According to the US Centers for Disease Control (CDC), “it is not yet known if pregnant women have a greater chance of getting sick from Covid-19 than the general public, nor whether they are more likely to have serious illness as a result”.
However, “pregnant women have changes in their bodies that may increase their risk of some infections”.
The CDC said mother-to-child transmission was unlikely, but “after birth a newborn is susceptible to person-to-person spread”.
A small number of babies have tested positive for the virus shortly after birth, but it is not known if they contracted the infection before or after birth.
A brief from Stellenbosch University said Covid-19-positive mothers should breastfeed their newborns, as recommended by the World Health Organisation (WHO), but that “appropriate infection control measures to limit respiratory droplets from mother” should be observed.

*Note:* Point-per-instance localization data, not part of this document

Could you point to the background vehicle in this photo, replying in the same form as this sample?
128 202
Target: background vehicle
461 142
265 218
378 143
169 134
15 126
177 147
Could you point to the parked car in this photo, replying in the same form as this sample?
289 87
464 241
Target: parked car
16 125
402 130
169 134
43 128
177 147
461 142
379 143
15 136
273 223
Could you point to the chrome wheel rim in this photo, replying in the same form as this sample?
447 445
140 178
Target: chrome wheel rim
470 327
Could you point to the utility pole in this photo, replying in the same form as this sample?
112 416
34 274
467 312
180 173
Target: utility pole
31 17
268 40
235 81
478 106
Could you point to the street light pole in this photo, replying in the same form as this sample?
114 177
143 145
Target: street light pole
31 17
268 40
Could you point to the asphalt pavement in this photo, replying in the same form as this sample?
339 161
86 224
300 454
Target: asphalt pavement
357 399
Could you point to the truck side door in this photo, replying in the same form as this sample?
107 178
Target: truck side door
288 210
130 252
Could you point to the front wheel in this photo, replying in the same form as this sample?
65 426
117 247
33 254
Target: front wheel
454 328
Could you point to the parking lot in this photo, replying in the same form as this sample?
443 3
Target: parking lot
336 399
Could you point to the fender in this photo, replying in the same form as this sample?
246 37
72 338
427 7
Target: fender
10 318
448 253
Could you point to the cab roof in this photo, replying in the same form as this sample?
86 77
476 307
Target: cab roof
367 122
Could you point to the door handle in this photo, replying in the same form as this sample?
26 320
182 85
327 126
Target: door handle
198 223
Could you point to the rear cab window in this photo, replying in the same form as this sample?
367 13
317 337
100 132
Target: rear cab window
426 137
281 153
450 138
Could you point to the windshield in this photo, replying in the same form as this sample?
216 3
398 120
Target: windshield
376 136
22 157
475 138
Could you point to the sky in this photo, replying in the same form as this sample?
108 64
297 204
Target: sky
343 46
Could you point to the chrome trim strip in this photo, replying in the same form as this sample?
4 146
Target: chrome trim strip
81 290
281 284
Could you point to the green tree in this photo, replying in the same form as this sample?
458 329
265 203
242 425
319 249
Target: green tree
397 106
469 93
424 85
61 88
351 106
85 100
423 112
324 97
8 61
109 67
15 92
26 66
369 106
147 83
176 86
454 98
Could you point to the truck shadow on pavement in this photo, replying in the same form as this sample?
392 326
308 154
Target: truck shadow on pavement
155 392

The CDC advises: “If you are sick and choose to breastfeed, wear a face mask and wash your hands before each feeding.”
Breast milk was not believed to transmit the virus. “The virus has not been detected in amniotic fluid, breastmilk or other maternal samples,” said the CDC.
Julie Mentor, leader of the Embrace movement that provides support for early motherhood, encouraged pregnant women and mothers to seek information from a reliable one-stop platform.
Embrace and other NGOs have created Messages for Mothers, which provides expert input on physical and mental health for expectant mothers.
“This pandemic is causing real anxiety for pregnant women and mothers,” said Mentor. “Women are unsure of whom to trust, so we thought we could play a vital role.”